Eustachian tube dysfunction, specifically a “patulous” Eustachian tube, can also play a role. In this condition, the tube, which normally remains closed, stays open, allowing internal sounds like breathing and heartbeat to be transmitted directly to the middle ear. Positional changes may alter the perception of these internal sounds.
When to Seek Medical Advice
While a whooshing sound can sometimes be benign, certain accompanying symptoms warrant prompt medical evaluation. Consult a healthcare provider if the sound is persistent, worsens, or significantly interferes with daily life or sleep.
Additional symptoms that require medical attention include:
Dizziness
Sudden changes in hearing or hearing loss
Persistent headaches
Vision changes, such as blurred or double vision
Feelings of weakness, facial numbness, or issues with balance
If the whooshing sound begins suddenly or is only present in one ear, a medical consultation is important to rule out underlying conditions.

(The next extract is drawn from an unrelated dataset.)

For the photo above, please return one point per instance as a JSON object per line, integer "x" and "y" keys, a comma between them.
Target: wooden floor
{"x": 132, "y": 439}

What to Expect at the Doctor’s Office
When consulting a doctor about a whooshing sound, the visit typically begins with a detailed medical history. The doctor will ask about the sound’s duration, frequency, characteristics, and any positional triggers, along with other symptoms.
A physical examination will follow. This may include the doctor listening with a stethoscope near your ear, neck, and sometimes your chest to detect the sound. Blood pressure will likely be checked, and a neurological exam performed to assess nerve function. An examination of the ear canal and eardrum will also be conducted.
Depending on initial findings, the doctor may recommend various diagnostic tests. These can include an audiogram to assess hearing, blood tests to check for conditions like anemia or thyroid issues, and imaging studies (MRI, MRA, CT, or CTA) to visualize blood vessels and structures within the head and neck. In cases where increased brain pressure is suspected, a lumbar puncture may be performed to measure cerebrospinal fluid pressure. The management approach will then depend on the identified underlying cause, ranging from medication and lifestyle adjustments to specific interventions like surgery or stenting.